The mass singing in some of the pubs in North Sheffield and North Derbyshire, which takes place in the second half of November and all December, and which is often referred to as ‘The Sheffield Carols’, has been described as one of the most remarkable instances of popular traditional singing in the British Isles.
Local compositions, and Christmas songs that have been pushed out of the mainstream of our national carol repertoire with the adoption of the sanitised and limited group of ‘standard’ carols that now pours from our radios, tv, cd players, shopping malls and churches, have survived in these unofficial places, kept alive by the sheer love of singing of the participants.
The tradition dates back over 200 years when the local carols attracted much criticism from the church on the grounds that they were frivolous and decadent. They were systematically ousted from the church, but such was their popularity, people went to the pub instead and sang with gusto there instead.
Certainly, there are some people for whom the singing of these carols is a part of a Christian faith; but for the large majority of singers of the Sheffield Carols, it is the sheer love of singing, in the company of others, that attracts them. Packed in closer than an old-style football crowd, and with pint glasses in hand, singers roar out the unique repertoire of Christmas songs, sacred and profane, that have become such an essential part of Christmas for many people in the Sheffield area, and for many regular visitors from around the country and abroad.
These are not really for listening to – they are for singing. However, new visitors will not find themselves left out in the cold; many of the songs, though unfamiliar at first, are easy to pick up. At many places, books of words and music are available for purchase, and at the Travellers Rest at Oughtibridge, the words are put up on a flipchart at the front! A knowledge of the first three and last verses of ‘While Shepherds’ will give anyone a good start, since these words are regularly sung to about a dozen different tunes, and I believe that more than thirty tunes have been used to the words over the past forty years. Very occasionally, a ‘standard’ carol will creep in: there is an affection for in some places for ‘O Come All ye Faithful’, and ‘Silent Night’ is occasionally heard. Other songs however, are more idiosyncratic, and will take several visits to master: the obscure Victorian syntax of some still leaves puzzled looks around the room.
One of the chief characteristics of many of the tunes is the pattern known as ‘fuguing’ – a kind of call-and-answer repetition pattern towards the end of the verses, where the bass line answers the melody, and usually builds up a fair head of steam. ‘Mount Moriah’, ‘Old Foster’ and ‘Egypt’ are just three popular and spectacular examples. ‘Cranbrook’, which also shows this feature is a tune that is still heard for ‘While Shepherds’ – it is far more widely known to the world with the words of ‘Ilkley Moor B’aht At’ – words which hi-jacked the tune nearly a century after it was written for ‘While Shepherds’!
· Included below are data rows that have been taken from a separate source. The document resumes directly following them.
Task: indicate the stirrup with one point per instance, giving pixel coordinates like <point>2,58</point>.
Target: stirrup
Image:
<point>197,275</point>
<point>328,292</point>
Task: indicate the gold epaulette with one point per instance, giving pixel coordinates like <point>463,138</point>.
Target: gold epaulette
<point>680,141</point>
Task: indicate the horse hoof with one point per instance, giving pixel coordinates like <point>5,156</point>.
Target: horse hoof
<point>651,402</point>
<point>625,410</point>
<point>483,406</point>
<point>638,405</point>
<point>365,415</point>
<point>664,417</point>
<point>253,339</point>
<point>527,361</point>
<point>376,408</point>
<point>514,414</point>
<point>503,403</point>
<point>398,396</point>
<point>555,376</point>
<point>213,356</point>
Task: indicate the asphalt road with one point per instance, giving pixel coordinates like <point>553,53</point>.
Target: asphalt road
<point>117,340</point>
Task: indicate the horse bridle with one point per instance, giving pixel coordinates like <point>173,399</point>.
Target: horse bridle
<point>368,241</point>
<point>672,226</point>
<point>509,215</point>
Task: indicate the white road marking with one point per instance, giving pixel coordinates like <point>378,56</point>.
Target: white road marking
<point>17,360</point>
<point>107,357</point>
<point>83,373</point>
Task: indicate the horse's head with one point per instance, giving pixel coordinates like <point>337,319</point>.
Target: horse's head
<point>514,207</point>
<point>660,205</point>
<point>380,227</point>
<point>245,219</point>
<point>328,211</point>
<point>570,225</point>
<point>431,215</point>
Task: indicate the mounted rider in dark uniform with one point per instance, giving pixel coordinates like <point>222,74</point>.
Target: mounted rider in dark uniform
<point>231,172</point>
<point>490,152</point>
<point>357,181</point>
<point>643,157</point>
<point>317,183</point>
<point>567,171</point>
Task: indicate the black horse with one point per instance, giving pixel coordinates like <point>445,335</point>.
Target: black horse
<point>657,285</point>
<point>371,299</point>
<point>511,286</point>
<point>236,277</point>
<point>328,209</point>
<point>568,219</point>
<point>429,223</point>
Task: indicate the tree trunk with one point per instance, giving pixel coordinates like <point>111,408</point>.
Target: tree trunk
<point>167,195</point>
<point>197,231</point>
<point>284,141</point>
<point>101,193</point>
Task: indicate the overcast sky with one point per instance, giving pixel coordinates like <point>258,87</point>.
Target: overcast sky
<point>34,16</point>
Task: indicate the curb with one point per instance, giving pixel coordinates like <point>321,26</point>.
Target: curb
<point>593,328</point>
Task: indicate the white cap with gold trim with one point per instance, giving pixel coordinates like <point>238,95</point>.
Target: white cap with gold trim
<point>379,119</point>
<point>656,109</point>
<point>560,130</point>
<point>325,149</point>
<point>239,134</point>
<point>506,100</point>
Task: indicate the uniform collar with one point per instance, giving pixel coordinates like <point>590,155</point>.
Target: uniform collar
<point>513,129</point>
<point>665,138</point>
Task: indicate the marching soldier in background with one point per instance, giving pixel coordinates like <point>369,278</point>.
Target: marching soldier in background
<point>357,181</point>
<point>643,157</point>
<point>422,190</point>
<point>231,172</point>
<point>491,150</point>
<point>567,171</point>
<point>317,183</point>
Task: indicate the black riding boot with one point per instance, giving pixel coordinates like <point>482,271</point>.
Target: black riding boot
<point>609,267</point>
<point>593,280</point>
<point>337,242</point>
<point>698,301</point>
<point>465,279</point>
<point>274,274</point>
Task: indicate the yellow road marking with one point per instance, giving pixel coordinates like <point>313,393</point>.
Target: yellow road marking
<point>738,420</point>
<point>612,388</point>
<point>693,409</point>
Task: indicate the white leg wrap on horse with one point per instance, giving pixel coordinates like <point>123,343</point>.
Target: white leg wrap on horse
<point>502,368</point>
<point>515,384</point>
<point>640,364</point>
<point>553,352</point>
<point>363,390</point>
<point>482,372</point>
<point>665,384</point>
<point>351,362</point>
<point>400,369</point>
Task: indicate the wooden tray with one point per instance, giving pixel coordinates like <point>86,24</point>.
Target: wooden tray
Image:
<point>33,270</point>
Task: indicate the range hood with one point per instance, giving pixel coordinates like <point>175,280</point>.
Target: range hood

Another widespread feature is the ‘Symphony’, an instrumental part played as an introduction and between verses; these range from basic to elaborate. Most sessions are accompanied, typically by a piano or electric organ, although Grenoside has a string quartet; but several of the sessions are unaccompanied.
The Stannington sings are quieter, but good, and might interest those who don’t feel up to the rigours of Dungworth or Worrall.
There are many others, but many are informal and unpredictable and sometimes one-offs.